Mr. Lilian Madu, LL.M., is a personal injury lawyer at ELFI Letselschade in Rotterdam, Netherlands. She has written a blog post that provides a general overview of the options for starting a lawsuit in personal injury cases.
If someone has suffered personal injury, it may happen that the party responsible for the damage does not want to acknowledge liability. In that case, you can start a partial settlement procedure with the help of a lawyer. This is a judicial procedure that was specifically created for personal injury cases. The judge will decide whether the other party is liable. If you lose the procedure, you do not have to pay the other party’s legal costs. There is no risk of a legal costs award in the partial settlement procedure, so there are few barriers for personal injury victims to start a lawsuit. If you win the lawsuit, the other party will have to pay the lawyer fees associated with the partial settlement procedure to your lawyer.
But what if liability has been acknowledged by the other party? In general, it is preferable to first reach an agreement with the other party on the compensation. Sometimes this does not work and you and the other party cannot agree on certain damage items. In that case, you can also start a partial settlement procedure. The court will then make a decision on the disputed points, so that the parties can continue negotiating afterwards.
When the court makes a decision in a partial settlement procedure, you should see this as a kind of interim decision. The intention is that the parties will continue to negotiate with each other after the court’s decision, until they reach a final agreement on the compensation.

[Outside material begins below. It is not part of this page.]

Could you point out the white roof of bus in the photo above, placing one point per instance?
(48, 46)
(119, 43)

In a judicial procedure, you will generally have to prove your position. This can be done, for example, by written documents. Sometimes cases are too complex for a partial settlement judge. For example, if experts have to be appointed or witnesses have to be heard to answer certain questions. In that case, a “normal” civil procedure must be started. Such a “normal” civil procedure is called a trial procedure. A judge in the trial procedure can make a decision on the entire dispute. This means that a judge in the trial procedure can make a decision on the final, total compensation. After this decision, the parties do not necessarily have to continue negotiating together. A trial procedure does, however, carry the risk that you will be ordered to pay the legal costs if you are largely found to be in the wrong. The risk of a legal costs award, of course, does not exist when conducting mutual consultations with the other party. However, even during this mutual consultation, you will have to make everything plausible with evidence.
In personal injury cases, it is also possible to start an urgent court case. It may happen that a personal injury victim urgently needs an advance on his compensation, for example because he can no longer work due to his injury and can no longer pay his fixed costs. The liable party (usually an insurance company) refuses to pay this advance. An attorney can then start an urgent court case on behalf of the victim. Such an urgent court case is called an injunction. Within a few weeks, the case will then come before the judge. An injunction can also be started when the party responsible for the injury has not acknowledged liability. But be careful! In an injunction, you will have to prove as much as possible with evidence that you are entitled to an advance on your damage.
The above is a general overview of the options for starting a lawsuit in personal injury cases. However, there are always details to consider when starting a lawsuit that you can best discuss in a personal conversation with an attorney.